Grant spent 29 years at the FBI, including Chicago’s longest stint as special agent in charge of the bureau field office here. When Grant left in 2012 he says a forced deployment to the streets with U.S. military — or with ICE — was unthinkable.

“I think lumping the FBI into this process really is not understanding the FBI mission, which I would say from the White House down to the current director…” Grant told NBC Chicago.

“If I was in charge of the FBI now, I’d probably be fired within 24 hours because I don’t think it’s appropriate what they’re doing,” he said.

“They’re not trained to be street officers,” notes former Assistant Cook County State’s Attorney and former FBI official Katherine Schweit. “That’s a risk not just to the federal officers and their safety, but it’s also a risk to the citizens.”

When Schweit was at FBI headquarters, she oversaw mass shooting investigations, just one of the important areas the Bureau oversees.

“You know, the FBI has a big responsibility that we all count on to do their jobs, to take care of national, international concerns when it comes to terrorism and protecting the citizens,” Schweit said. “And their priorities, I think, need to continue to focus on the things that they’re experts in and that we rely on them to be able to do.”

Schweit is now a law professor at DePaul and a crime author.

She’s hopeful that mass shootings and targeted violence can be reined in. But former Chicago FBI leader Rob Grant is less optimistic that political-related violence can be controlled.
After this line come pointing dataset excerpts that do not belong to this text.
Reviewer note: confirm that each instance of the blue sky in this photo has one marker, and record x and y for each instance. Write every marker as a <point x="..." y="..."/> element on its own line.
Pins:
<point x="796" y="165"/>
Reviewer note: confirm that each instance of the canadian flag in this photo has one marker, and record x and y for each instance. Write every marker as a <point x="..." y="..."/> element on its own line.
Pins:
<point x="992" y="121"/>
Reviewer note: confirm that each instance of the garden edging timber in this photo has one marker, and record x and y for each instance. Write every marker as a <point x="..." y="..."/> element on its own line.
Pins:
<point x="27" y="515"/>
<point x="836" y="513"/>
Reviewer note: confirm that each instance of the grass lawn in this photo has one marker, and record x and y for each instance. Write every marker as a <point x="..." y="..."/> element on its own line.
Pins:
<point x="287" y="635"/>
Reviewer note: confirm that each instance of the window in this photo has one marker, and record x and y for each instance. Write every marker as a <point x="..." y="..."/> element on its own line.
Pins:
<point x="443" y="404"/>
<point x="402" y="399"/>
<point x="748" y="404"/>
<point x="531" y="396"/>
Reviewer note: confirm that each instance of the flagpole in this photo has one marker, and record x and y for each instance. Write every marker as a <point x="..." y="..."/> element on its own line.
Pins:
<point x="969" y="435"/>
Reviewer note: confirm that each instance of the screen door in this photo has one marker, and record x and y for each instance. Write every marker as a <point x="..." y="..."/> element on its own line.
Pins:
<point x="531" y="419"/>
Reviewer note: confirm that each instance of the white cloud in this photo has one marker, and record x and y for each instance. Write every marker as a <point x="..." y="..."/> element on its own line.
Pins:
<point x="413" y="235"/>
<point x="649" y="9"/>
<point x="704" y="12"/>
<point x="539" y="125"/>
“I have just been dismayed at the discourse, at the political level from both current and former political leaders of this country who don’t seem to have apparently any responsibility for their own voices,” Grant said.

It is the nation’s top leaders who have deployed this federal show of force, to work side-by-side with agents from the FBI, ATF, DEA and other U.S. law enforcement agencies here in Chicago and Portland, Oregon, with other locales to come.

When those federal officers are pulled from their regular duties, that means their ongoing cases focused on organized crime, drug and human trafficking, public corruption, etc. are all being pushed to the side for immigration work and securing federal property.